For years, billows of smoke marked where the growers burned straw to sanitize their fields. Then one day in 1988, a shift in wind sent the smoke across Interstate 5, triggering a 23-car pileup that killed seven people.

Not long after that incident, the Oregon Legislature set regulations, limiting open field burning to about 10 percent of total grass seed acres. And this summer, with the usual burning season set to begin in mid-July, acres burned are expected to hit an all time low - in fact, less than the limit set.

Chastain said growers have three grass seed management options:

 

  • Chop and leave straw on the field. The 2- to 3-inch layer composts in place, adding natural fertilizer to the soil.

     

  • Bale straw and remove it from the field. The straw can be exported, usually to Japan, or sold to local farmers for livestock feed and bedding. After bales are removed, grass seed growers often use a flail mower to level the stubble.

     

  • Burn.

Among grass species that require thermal management (burning) are fine fescues, like creeping red fescue. "You can't leave any straw on it, or it won't grow, flower or reproduce," Chastain said. This grass, used for shaded lawns, accounts for about 1 percent of Oregon's 400,000-plus grass seed acres.

Another type of grass that usually is burned is chewings fescue, commonly used in cool-season grass mixes of Kentucky bluegrass and perennial ryegrass.

"It isn't that chewings has to be burned, but it grows on the hills on the eastern side of the Willamette Valley where baling would be very difficult," said Gale Gingrich, an OSU extension agent for Marion County. "Growers in the hills don't want to burn.

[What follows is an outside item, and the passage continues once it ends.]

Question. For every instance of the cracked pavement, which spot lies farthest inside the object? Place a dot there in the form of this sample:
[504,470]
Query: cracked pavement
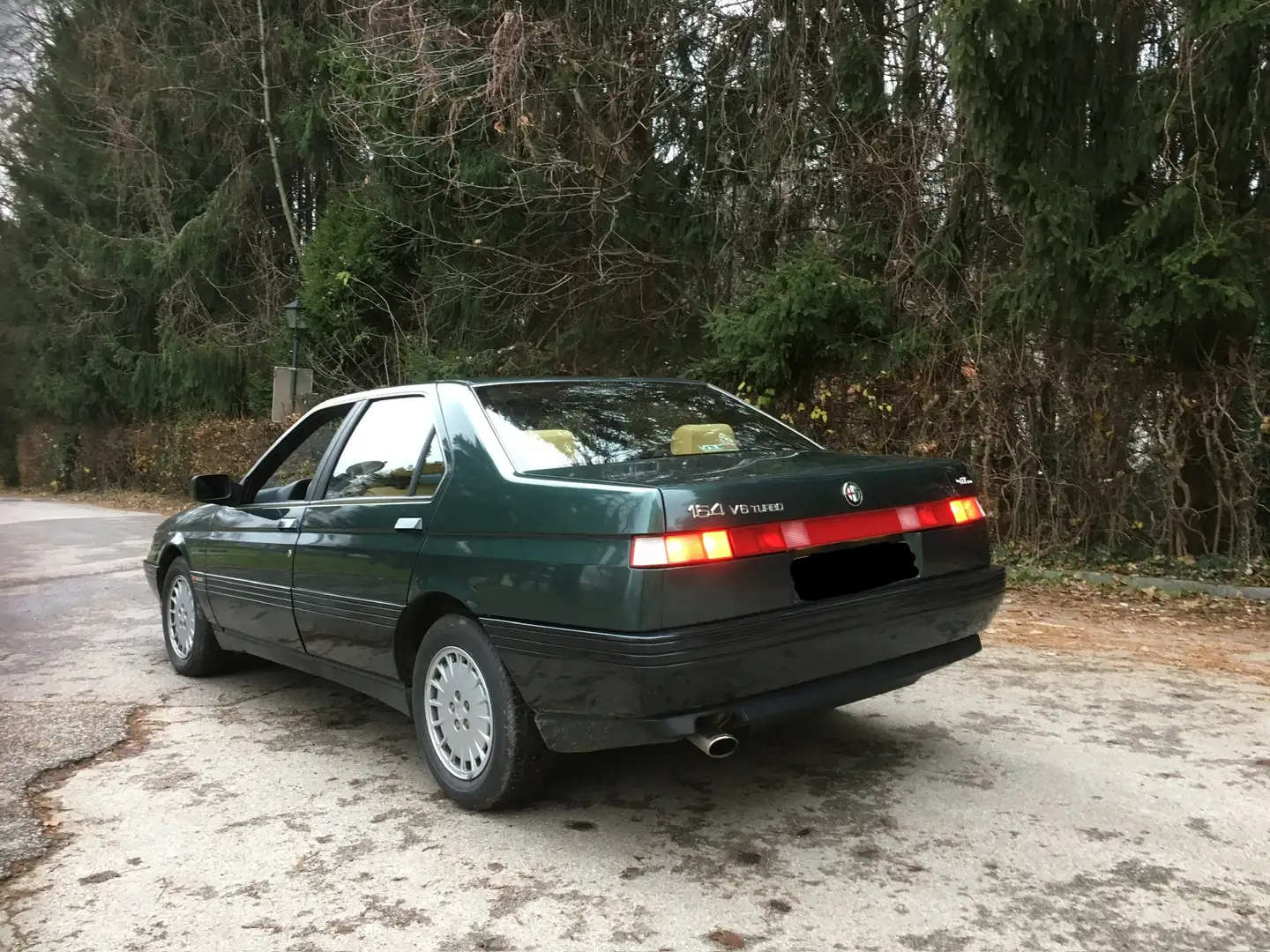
[1020,800]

If they do, they must have a burning crew and they must get approval by officials.

"Growers would rather bale, chop or whatever, so they can control what has to be done," she added.

Gingrich is secretary of Agriculture Fiber Association, Inc., an organization that includes state agriculture officials and 25 major operators involved in handling and exporting straw. Those operators see that the straw is baled, compressed and sold abroad.

According to the Oregon Department of Agriculture, Willamette Valley acres registered for open field burning are down 19 percent from last year. Linn County reports a 14 percent decrease; Marion, 14 percent; Lane, 12 percent; Benton, 44 percent; Yamhill, 54 percent; Clackamas, 20 percent, and Polk, a 68 percent decrease.

In addition to the 39,427 acres allocated for open field burning this year, another 1,712 acres of steep terrain and l8,167 acres of identified species that require burning have been registered and will be allocated by the Oregon Department of Agriculture. Actual acres burned will be far less, said Chastain, pointing out that in 1997 growers registered 89,000 acres but only burned 57,000 acres.

Oregon produces two-thirds of the U.S. grass seed crop and 93 percent of that is produced in the Willamette Valley. The crop was worth $316 million in 1996, ranking second among agricultural commodities produced in Oregon.

The grass seed acres are divided into perennial ryegrass (150,000 acres), annual ryegrass (120,000), tall fescue (100,000), orchardgrass (20,000), chewings tall fescue (9,000) and creeping red fescue (4,000 acres).

The market for grass seed is good. So is the grass seed straw market. Mark Mellbye, a crops extension agent in Linn County, said the "farm gate value" of straw in his county is more than $6 million a year.